Researching a 'Zero-Trust' storage layer for deltachat-core-rust — thoughts?

For some background, we already have password protection using SQLCipher and have deprecated it because of way too many problems with it.

We implemented this as an experiment, but it has limitations:

  1. We store blobs (images, files and other media) in a blob directory rather than inside the database. It is not encrypted even when the database is encrypted.
  2. iOS has special handling for SQLite files, allowing to keep them locked when the process is suspended. Encrypted with SQLCipher databases are not recognized and result in 0xdead10cc error. We have stopped this experiment on iOS because of this: disable creation of new encrypted accounts, fade out existing ones · Issue #2010 · deltachat/deltachat-ios · GitHub
    Signal works around this by not encrypting the header of the database, just literally skipping encryption of the first N bytes.
  3. Opening the database is just slow because of key derivation function. This is a problem if you have multiple profiles.

This is all not even considering the UI questions: we just stored the key in the OS “keychain”, not asking the user to ever type the password.

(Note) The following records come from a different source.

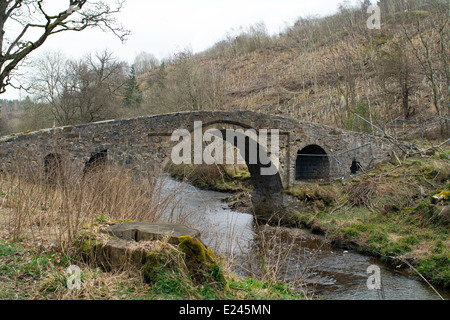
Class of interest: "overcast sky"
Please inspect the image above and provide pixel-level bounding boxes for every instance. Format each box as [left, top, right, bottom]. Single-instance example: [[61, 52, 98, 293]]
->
[[0, 0, 366, 99]]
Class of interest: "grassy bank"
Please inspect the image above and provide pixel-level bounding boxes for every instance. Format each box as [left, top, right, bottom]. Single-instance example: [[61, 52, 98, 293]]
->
[[286, 145, 450, 288], [0, 239, 303, 300], [0, 167, 304, 300]]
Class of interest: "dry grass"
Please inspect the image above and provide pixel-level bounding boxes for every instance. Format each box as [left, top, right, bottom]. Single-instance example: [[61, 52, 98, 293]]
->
[[0, 160, 187, 248]]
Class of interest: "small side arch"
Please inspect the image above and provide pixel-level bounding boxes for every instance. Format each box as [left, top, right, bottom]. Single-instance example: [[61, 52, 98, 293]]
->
[[295, 144, 330, 182]]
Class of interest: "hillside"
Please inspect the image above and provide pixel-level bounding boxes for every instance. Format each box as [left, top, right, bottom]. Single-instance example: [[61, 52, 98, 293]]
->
[[138, 2, 449, 134]]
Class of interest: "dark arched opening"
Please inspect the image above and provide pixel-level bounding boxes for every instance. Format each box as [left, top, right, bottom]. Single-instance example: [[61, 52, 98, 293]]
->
[[44, 153, 63, 183], [83, 150, 108, 174], [295, 145, 330, 181]]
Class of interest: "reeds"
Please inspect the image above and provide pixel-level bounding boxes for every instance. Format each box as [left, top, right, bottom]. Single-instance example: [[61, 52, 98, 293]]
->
[[0, 155, 186, 247]]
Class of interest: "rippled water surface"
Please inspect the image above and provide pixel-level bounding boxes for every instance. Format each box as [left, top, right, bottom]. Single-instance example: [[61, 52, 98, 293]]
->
[[160, 179, 450, 300]]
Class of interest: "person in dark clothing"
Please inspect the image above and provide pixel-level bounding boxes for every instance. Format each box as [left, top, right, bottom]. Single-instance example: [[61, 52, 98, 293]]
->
[[350, 160, 361, 174]]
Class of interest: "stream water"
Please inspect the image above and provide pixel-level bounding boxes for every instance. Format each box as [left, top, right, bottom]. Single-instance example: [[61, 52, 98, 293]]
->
[[163, 178, 450, 300]]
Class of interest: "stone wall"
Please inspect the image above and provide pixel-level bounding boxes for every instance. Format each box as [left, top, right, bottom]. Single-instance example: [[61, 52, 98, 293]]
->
[[0, 111, 393, 218]]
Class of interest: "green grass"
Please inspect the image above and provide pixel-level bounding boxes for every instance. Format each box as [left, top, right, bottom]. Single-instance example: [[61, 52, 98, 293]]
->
[[287, 151, 450, 287], [0, 240, 304, 300]]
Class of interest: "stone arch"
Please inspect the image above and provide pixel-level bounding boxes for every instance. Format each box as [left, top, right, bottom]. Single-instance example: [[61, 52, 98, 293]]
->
[[83, 149, 108, 174], [295, 144, 330, 182], [44, 153, 63, 183], [203, 120, 283, 194]]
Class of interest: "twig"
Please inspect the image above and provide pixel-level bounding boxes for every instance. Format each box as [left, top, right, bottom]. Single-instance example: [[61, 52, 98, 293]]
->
[[391, 257, 445, 300]]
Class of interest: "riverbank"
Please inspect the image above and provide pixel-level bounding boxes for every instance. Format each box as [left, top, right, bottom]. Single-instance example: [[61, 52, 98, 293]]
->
[[0, 168, 305, 300], [166, 147, 450, 289], [286, 152, 450, 289]]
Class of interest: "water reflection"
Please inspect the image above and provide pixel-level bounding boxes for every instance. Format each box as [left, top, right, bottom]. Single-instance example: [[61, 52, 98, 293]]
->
[[160, 179, 450, 300]]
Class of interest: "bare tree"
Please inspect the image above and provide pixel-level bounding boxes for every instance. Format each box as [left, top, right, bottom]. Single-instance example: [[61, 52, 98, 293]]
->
[[0, 0, 129, 93], [31, 51, 128, 125]]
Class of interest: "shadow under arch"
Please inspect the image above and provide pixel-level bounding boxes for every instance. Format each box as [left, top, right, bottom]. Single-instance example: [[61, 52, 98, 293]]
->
[[295, 144, 330, 182], [171, 121, 284, 217]]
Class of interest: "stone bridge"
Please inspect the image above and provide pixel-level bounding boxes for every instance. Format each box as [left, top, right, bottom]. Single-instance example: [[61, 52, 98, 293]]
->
[[0, 111, 394, 219]]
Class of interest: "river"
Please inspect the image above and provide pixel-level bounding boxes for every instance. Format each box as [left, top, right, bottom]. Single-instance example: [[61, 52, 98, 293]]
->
[[163, 177, 450, 300]]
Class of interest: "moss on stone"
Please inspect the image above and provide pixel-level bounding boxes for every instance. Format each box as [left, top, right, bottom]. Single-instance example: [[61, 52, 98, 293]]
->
[[143, 252, 163, 283], [178, 236, 207, 264]]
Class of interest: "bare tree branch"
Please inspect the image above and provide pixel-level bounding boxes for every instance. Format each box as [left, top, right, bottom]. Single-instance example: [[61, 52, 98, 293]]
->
[[0, 0, 130, 94]]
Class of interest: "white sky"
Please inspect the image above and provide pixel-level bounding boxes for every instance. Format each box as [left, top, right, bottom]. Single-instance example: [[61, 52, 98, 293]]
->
[[0, 0, 366, 99]]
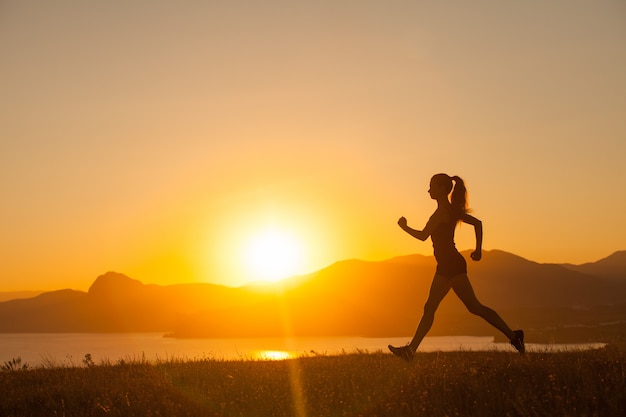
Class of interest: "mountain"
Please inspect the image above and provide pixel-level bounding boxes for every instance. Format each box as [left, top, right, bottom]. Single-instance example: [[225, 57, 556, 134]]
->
[[0, 250, 626, 341], [564, 251, 626, 280]]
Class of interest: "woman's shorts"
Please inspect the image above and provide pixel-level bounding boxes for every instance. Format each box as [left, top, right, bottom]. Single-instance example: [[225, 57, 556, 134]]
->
[[435, 251, 467, 278]]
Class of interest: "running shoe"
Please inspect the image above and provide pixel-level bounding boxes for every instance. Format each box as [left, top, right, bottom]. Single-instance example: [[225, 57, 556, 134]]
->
[[511, 330, 526, 353]]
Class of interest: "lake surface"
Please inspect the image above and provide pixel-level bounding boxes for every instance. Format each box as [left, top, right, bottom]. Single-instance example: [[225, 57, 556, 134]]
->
[[0, 333, 604, 367]]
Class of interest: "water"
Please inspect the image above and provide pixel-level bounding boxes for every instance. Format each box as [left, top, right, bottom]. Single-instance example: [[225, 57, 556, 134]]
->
[[0, 333, 604, 367]]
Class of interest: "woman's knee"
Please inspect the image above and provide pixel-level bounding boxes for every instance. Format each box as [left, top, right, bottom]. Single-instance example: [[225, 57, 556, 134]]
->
[[465, 302, 489, 316]]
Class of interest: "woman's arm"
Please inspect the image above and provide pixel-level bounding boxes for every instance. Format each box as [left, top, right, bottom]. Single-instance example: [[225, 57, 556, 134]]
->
[[398, 212, 442, 241], [461, 213, 483, 261]]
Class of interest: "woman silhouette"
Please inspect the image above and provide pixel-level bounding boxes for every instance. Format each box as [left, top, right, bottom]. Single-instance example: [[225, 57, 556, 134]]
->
[[389, 174, 525, 360]]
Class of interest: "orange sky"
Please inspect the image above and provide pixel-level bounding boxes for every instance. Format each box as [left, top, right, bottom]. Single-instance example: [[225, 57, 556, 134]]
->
[[0, 0, 626, 291]]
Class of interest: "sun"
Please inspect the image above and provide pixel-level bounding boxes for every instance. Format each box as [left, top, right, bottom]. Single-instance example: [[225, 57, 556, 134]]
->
[[242, 227, 303, 282]]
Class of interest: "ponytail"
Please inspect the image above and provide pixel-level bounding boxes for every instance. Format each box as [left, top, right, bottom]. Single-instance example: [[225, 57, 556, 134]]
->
[[450, 175, 469, 219]]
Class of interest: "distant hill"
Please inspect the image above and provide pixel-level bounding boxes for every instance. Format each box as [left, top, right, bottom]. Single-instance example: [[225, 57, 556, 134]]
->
[[0, 250, 626, 341]]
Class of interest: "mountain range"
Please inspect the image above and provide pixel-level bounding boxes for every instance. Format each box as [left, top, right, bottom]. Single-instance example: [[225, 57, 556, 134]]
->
[[0, 250, 626, 342]]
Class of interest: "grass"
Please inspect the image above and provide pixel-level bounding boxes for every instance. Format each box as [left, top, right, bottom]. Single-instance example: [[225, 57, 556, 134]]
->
[[0, 345, 626, 417]]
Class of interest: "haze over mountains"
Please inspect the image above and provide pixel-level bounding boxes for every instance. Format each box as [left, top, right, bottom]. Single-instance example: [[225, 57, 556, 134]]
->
[[0, 250, 626, 342]]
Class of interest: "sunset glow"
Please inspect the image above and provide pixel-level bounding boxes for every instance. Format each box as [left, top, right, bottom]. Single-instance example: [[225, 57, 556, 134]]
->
[[241, 228, 304, 282], [0, 0, 626, 291]]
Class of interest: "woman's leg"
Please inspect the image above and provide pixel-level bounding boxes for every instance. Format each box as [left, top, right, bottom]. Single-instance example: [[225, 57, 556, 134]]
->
[[450, 274, 517, 340], [409, 275, 451, 351]]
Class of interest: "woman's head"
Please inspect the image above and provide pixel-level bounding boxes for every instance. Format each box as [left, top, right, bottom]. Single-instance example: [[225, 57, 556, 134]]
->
[[428, 174, 469, 217]]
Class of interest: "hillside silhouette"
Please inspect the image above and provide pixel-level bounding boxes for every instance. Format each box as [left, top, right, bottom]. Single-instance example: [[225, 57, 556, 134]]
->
[[0, 250, 626, 342]]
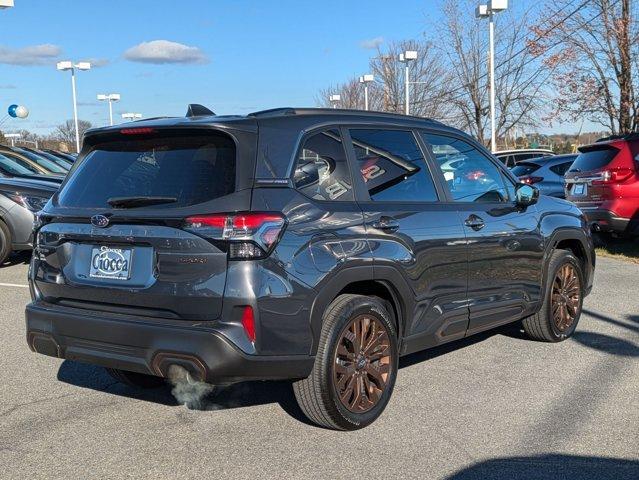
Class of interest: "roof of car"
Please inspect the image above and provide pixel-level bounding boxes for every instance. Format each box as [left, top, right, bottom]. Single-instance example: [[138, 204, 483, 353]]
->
[[493, 148, 555, 155], [87, 107, 460, 139]]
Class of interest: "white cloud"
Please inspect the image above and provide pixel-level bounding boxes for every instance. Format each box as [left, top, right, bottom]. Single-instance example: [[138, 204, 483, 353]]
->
[[0, 43, 62, 66], [124, 40, 209, 64], [359, 37, 384, 50]]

Currently password encryption database feature is marked as “deprecated at unknown future date”. We keep it around for Ubuntu Touch client because Ubuntu Touch does not support disk encryption or filesystem encryption. This is better than nothing even when the blobdir is not encrypted, but for every other operating system (Android, Linux, Windows, macOS, FreeBSD, iOS) we recommend that users use their OS features to encrypt all the application files. As soon as Ubuntu Touch has proper FS encryption, we would really like to deprecate SQLCipher for real and go back to plain SQLite.

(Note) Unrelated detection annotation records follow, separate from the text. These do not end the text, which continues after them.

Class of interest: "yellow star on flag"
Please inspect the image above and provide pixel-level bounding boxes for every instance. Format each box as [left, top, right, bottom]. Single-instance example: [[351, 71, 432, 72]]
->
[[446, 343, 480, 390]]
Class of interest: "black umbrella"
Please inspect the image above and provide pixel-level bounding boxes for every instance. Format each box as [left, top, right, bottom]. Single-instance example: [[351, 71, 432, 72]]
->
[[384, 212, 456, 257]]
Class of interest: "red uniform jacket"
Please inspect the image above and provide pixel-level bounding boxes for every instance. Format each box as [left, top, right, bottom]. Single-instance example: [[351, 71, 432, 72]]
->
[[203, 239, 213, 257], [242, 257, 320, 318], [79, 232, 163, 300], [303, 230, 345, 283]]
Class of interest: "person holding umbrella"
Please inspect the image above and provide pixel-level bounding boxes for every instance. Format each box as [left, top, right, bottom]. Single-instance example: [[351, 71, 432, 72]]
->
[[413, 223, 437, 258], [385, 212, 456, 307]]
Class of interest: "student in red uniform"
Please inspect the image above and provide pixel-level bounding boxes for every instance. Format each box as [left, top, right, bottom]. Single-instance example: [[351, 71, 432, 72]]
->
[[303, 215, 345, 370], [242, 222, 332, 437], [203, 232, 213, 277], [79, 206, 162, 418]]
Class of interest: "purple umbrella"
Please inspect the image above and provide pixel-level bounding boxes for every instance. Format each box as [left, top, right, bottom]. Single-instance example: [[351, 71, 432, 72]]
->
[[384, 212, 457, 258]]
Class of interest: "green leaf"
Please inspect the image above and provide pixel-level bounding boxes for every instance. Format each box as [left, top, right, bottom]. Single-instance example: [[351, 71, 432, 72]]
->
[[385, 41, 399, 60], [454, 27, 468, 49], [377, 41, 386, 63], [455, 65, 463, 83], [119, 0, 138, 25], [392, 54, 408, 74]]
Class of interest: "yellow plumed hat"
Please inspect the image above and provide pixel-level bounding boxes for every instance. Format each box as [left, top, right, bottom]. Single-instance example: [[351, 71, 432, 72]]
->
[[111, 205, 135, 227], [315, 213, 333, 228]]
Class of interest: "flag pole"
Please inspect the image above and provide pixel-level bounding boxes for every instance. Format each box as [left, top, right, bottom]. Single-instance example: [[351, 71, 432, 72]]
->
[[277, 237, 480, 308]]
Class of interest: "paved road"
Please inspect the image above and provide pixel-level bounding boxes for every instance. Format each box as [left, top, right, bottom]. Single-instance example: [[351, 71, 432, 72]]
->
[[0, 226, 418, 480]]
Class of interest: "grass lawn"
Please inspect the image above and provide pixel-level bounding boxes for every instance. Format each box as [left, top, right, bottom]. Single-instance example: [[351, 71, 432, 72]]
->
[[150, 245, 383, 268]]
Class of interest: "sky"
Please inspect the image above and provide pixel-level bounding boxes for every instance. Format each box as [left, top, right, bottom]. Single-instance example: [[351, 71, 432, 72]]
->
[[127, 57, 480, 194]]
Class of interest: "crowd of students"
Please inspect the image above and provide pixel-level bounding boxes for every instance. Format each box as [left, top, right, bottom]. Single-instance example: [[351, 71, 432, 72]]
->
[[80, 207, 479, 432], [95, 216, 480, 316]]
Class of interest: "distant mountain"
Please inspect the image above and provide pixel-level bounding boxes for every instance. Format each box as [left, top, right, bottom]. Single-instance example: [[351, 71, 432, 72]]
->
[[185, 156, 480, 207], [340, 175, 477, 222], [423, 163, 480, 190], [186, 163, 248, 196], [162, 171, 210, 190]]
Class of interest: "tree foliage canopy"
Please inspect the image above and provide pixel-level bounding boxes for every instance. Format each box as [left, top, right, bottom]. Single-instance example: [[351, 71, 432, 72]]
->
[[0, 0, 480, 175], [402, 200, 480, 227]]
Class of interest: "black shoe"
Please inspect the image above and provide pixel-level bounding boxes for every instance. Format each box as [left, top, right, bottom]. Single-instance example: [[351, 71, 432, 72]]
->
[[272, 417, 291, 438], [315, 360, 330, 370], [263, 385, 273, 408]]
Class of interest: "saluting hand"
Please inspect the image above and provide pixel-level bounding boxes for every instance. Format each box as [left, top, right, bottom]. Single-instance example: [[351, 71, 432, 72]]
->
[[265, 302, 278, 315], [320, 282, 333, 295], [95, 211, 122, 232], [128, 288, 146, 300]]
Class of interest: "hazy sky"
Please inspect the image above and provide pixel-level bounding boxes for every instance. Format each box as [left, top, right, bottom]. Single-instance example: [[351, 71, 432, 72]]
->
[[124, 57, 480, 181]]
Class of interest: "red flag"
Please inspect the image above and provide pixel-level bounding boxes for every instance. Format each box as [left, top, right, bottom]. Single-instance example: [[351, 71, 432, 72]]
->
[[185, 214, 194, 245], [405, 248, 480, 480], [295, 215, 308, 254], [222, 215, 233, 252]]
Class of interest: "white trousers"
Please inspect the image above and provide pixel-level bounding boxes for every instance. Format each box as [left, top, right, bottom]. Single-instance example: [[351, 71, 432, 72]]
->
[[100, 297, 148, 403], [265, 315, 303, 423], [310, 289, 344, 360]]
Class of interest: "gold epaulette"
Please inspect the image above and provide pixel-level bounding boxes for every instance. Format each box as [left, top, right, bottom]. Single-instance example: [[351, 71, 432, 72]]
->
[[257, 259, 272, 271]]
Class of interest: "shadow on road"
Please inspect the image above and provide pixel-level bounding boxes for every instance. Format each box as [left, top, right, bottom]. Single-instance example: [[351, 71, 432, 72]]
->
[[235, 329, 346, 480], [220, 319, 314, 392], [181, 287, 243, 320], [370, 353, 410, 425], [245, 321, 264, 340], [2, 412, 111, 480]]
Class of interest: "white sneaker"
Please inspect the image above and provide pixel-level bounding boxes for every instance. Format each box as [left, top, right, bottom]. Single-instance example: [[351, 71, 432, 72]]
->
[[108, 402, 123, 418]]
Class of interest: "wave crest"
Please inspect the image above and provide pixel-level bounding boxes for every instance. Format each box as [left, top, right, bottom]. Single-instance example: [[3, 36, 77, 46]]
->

In short, I think this is not a feature that apps should implement, but an OS should implement. Otherwise it greatly multiplies the effort: every application will need to integrate with iOS, Android, GNOME/KDE/whatever, macOS, Windows etc. interfaces to access keychains (“secure enclaves”)

The answer is likely “no”. There is much lower hanging fruit, such as encrypting the backups. Users uploading their backups to Google Drive is easier to solve and likely has more impact. As for “forensic resilience”, we have not even thought about it being a problem that we should solve in the app before.

Storage it Delta Chat is basically using rusqlite, an Rust interface to SQLite, with vendored SQLCipher. Next to the database each profile (called “account” in the core for historical reasons) stores blob directory with unencrypted blobs named after the contents BLAKE3 hash for deduplication.

For me this technology also looks like something that is more interesting for protecting the servers which are much easier to access than phones. The phones you can likely protect by locking down the USB or rebooting them like GrapheneOS does, and at the same time it is more likely that user will be forced to unlock the phone regardless of the technical measures.

As for the issues linked by @ian, I would not interpret them as user asking for protection against so-called forensic tools. Most of them are asking for encrypted backups or local “password protection” for the app on a shared device (which is better solved by e.g. private space feature, multiple profiles with filesystem encryption like on Ubuntu etc.).

I could not find anything about “lease token” in relation to “searchable symmetric encryption”, what does this mean?